僕が前の世界で1000回以上結婚した“僕の妻”だ。
「……もん」
「は?なんて?」
「飽きてないもん!!ライトあたしの事嫌いでしょ?…あたしは大好きなのにっ!!」
そして僕に抱き着いて泣きじゃくるヴィエレッタ。
散々触れた彼女の髪の毛を、僕はそっと撫でる。
震える華奢な体、香る懐かしい香り。
「ひっく…ぐす…ひん……な、なんで…ぐすっ…優しく…するの…ひん…グスッ…」
確かに僕は。
余りにしつこく繰り返すあの生活。
途中からまったく感情と言うものに心が動かなくなっていた。
「ぐす。ライトはさ…最初からあたしに…興味ないし…目も見ない…あたしは好きだったのに…触ってもくれないし…えっちの時だって…まるで作業で…ぐすっ、ヒック……うああ、うあああああ――――んん」
泣きじゃくる彼女。
その上に光の粒が現れ思念を僕にとばす。
瞬時にわかるこの気配。
そして伝わる波動。
「っ!?…クソジジイ?」
『……ふん……酷い言い様じゃな…時間がない…事実だけじゃ…お主最後のあの世界での生活、少しでいい、思い出せ…確かにワシのせいじゃろ?それは否定せん。
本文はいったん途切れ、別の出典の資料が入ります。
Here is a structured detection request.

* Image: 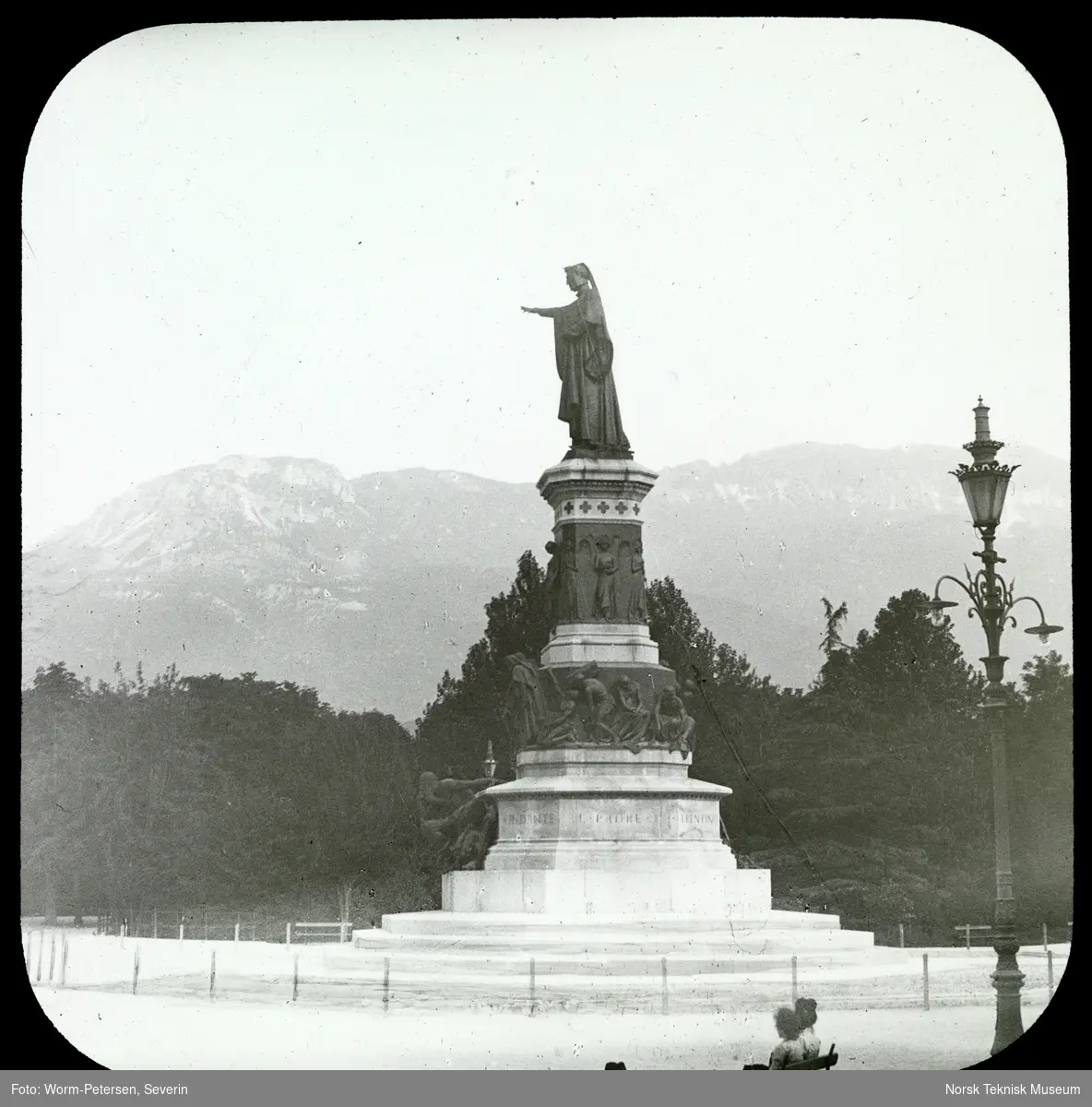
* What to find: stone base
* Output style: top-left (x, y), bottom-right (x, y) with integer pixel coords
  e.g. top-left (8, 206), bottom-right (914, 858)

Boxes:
top-left (540, 622), bottom-right (671, 673)
top-left (443, 867), bottom-right (770, 919)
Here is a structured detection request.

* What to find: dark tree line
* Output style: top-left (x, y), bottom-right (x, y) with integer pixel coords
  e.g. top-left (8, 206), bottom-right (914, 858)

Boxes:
top-left (21, 553), bottom-right (1074, 925)
top-left (21, 664), bottom-right (417, 915)
top-left (417, 553), bottom-right (1074, 929)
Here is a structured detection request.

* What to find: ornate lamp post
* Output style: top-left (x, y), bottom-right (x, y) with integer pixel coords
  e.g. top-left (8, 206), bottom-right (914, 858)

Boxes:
top-left (926, 397), bottom-right (1062, 1055)
top-left (481, 738), bottom-right (497, 780)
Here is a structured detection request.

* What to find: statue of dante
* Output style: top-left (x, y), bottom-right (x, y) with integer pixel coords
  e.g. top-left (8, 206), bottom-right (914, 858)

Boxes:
top-left (522, 262), bottom-right (633, 458)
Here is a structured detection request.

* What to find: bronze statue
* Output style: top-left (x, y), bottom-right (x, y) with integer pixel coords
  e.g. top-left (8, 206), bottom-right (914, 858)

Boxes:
top-left (594, 535), bottom-right (619, 619)
top-left (522, 262), bottom-right (633, 458)
top-left (543, 542), bottom-right (564, 630)
top-left (417, 773), bottom-right (500, 871)
top-left (653, 687), bottom-right (697, 753)
top-left (606, 676), bottom-right (650, 753)
top-left (558, 541), bottom-right (581, 622)
top-left (627, 542), bottom-right (648, 622)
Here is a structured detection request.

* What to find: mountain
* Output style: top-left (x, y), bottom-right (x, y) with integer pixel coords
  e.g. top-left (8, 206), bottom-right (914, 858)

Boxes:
top-left (22, 444), bottom-right (1072, 721)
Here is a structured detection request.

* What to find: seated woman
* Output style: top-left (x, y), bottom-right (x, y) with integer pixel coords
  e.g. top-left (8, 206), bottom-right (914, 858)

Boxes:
top-left (796, 998), bottom-right (820, 1061)
top-left (743, 1007), bottom-right (804, 1069)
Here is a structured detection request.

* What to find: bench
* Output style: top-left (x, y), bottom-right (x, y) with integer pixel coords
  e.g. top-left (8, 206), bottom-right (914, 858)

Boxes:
top-left (783, 1045), bottom-right (837, 1073)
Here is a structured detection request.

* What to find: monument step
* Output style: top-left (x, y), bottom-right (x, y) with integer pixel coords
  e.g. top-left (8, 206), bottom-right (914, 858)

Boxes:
top-left (375, 911), bottom-right (845, 942)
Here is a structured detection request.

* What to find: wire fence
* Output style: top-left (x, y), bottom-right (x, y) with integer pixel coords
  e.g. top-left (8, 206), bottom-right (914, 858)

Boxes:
top-left (21, 907), bottom-right (1074, 950)
top-left (21, 908), bottom-right (362, 945)
top-left (23, 929), bottom-right (1069, 1015)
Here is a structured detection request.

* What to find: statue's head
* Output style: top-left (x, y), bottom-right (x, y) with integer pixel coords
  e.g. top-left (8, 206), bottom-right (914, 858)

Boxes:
top-left (565, 261), bottom-right (595, 292)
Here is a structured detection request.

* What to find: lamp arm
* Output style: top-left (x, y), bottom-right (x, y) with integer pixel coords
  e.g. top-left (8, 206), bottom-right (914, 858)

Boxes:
top-left (932, 575), bottom-right (975, 603)
top-left (1004, 596), bottom-right (1047, 626)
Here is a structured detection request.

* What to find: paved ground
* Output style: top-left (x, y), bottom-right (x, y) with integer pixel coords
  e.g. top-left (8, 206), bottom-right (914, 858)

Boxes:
top-left (35, 983), bottom-right (1043, 1069)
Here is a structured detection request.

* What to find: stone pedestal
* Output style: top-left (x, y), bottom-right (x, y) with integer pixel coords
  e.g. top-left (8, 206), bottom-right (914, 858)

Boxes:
top-left (444, 747), bottom-right (770, 918)
top-left (353, 458), bottom-right (905, 1002)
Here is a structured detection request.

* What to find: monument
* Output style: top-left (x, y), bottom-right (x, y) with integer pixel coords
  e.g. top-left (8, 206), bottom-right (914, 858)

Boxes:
top-left (354, 265), bottom-right (898, 987)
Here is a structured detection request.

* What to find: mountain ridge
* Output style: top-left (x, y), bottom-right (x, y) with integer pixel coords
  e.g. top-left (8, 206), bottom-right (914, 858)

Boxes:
top-left (23, 444), bottom-right (1071, 720)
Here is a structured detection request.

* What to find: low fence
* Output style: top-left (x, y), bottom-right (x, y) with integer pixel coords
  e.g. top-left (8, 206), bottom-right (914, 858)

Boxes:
top-left (20, 908), bottom-right (362, 946)
top-left (23, 930), bottom-right (1068, 1015)
top-left (842, 915), bottom-right (1074, 950)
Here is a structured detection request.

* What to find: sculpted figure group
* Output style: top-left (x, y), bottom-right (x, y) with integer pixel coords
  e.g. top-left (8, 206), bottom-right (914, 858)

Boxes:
top-left (504, 653), bottom-right (696, 753)
top-left (545, 535), bottom-right (648, 626)
top-left (417, 773), bottom-right (500, 871)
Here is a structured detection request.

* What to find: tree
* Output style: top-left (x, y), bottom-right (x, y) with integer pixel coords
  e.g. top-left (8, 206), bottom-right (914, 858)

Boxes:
top-left (1005, 649), bottom-right (1074, 929)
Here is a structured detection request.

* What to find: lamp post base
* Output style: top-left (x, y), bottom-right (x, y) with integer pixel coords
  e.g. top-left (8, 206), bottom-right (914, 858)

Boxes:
top-left (989, 935), bottom-right (1024, 1057)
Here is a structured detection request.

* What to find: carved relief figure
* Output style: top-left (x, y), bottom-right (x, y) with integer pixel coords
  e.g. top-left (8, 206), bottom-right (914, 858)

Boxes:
top-left (417, 773), bottom-right (500, 869)
top-left (594, 535), bottom-right (617, 619)
top-left (543, 542), bottom-right (564, 630)
top-left (653, 687), bottom-right (697, 753)
top-left (627, 542), bottom-right (648, 622)
top-left (569, 661), bottom-right (616, 742)
top-left (522, 262), bottom-right (633, 458)
top-left (504, 653), bottom-right (550, 751)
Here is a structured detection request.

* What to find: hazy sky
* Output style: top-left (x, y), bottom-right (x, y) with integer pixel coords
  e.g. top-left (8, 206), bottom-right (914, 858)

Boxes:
top-left (23, 18), bottom-right (1069, 543)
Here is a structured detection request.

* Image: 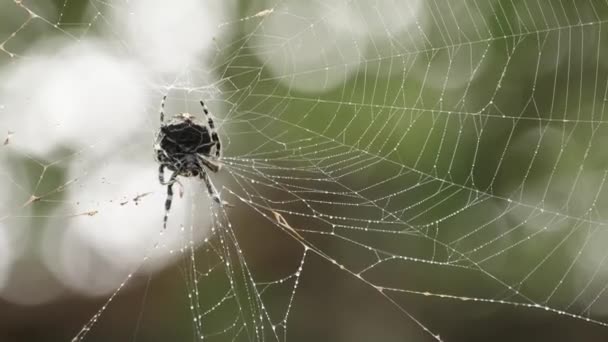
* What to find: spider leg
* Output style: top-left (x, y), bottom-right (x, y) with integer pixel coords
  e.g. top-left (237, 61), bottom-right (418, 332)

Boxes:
top-left (160, 95), bottom-right (167, 124)
top-left (158, 164), bottom-right (184, 229)
top-left (198, 154), bottom-right (222, 172)
top-left (200, 100), bottom-right (222, 159)
top-left (163, 184), bottom-right (173, 229)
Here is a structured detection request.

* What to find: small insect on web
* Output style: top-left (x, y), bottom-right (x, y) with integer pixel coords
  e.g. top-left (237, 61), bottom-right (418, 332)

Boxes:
top-left (154, 95), bottom-right (229, 229)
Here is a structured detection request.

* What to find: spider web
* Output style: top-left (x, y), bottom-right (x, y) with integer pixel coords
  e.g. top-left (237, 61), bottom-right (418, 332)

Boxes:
top-left (0, 0), bottom-right (608, 341)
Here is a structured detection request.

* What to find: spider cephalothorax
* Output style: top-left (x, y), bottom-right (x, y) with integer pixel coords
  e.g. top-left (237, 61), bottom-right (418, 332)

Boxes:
top-left (154, 96), bottom-right (226, 228)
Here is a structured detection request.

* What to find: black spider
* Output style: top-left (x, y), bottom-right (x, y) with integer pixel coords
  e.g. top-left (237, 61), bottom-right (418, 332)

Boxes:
top-left (154, 95), bottom-right (228, 228)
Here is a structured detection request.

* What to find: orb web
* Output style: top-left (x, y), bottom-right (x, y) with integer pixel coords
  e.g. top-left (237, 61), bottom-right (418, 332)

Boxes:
top-left (0, 0), bottom-right (608, 341)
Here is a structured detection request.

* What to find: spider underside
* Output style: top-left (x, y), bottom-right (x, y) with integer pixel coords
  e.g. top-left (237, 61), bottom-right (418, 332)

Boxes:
top-left (154, 96), bottom-right (227, 229)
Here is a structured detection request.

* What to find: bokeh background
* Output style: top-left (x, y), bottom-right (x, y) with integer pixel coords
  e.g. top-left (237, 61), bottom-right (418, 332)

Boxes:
top-left (0, 0), bottom-right (608, 341)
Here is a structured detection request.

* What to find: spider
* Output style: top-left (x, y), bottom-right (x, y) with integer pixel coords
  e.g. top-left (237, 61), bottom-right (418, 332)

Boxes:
top-left (154, 95), bottom-right (228, 229)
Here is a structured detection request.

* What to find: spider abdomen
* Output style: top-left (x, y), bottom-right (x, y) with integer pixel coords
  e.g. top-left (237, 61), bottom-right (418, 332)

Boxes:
top-left (160, 122), bottom-right (213, 156)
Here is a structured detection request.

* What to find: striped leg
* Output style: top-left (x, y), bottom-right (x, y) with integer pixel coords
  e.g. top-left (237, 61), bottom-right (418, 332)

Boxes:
top-left (160, 95), bottom-right (167, 125)
top-left (163, 184), bottom-right (173, 229)
top-left (158, 164), bottom-right (181, 229)
top-left (200, 100), bottom-right (222, 158)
…じゃがな?お主は数億回目なのだろうが…』
ふよふよと浮かぶ思念の光。
徐々に消えゆくそれは、衝撃の事実を僕に伝える。
『……でもこの娘は、ヴィエレッタは…まごう事なき『一度目の生活』なんじゃぞ?――お前、失念しておったろ?…む、時間が………』
そう言い消えるジジイの思念。
目まぐるしく駆け巡る、僕のあの時の生活の情景――
…………え?
一回目?
は?
え?
っ!?
まさか?
僕は蹲り、泣いているヴィエレッタの肩に手を置いた。
「…ヴィエレッタ?…バラ園に行ったよね?」
「……行ってない…なにそれ?…ズルい」
僕は愕然としてしまう。
そうだ。
僕は繰り返した。
そして同じ人たちと会う。
何度も何度も。
それこそセリフまで全部同じだ。
飽き飽きだった。
でも……
彼等は『繰り返してなんていない』んだ。
僕は頭を抱えてしまう。
思い浮かべる最後の僕のあの時の生活。
僕は多分。
――会話すらしていない。
誰とも……
ヴィエレッタの事は妻だったから…
もちろん抱いたし、子供だって儲けた。
でも。
僕は彼女ともまともに『会話すら』していなかった。
「ぐすっ…あたしは…ライトが好きだったの…でも…あなたは私を見てくれない…だから願ったの…死んだとき…もう一度…あなたに会いたい…あなたに頼られたいって……」
なんてこった…
僕は最低の男だったんだ。
思わず立ち尽くす僕。
ただヴィエレッタの泣く声が響いていたんだ。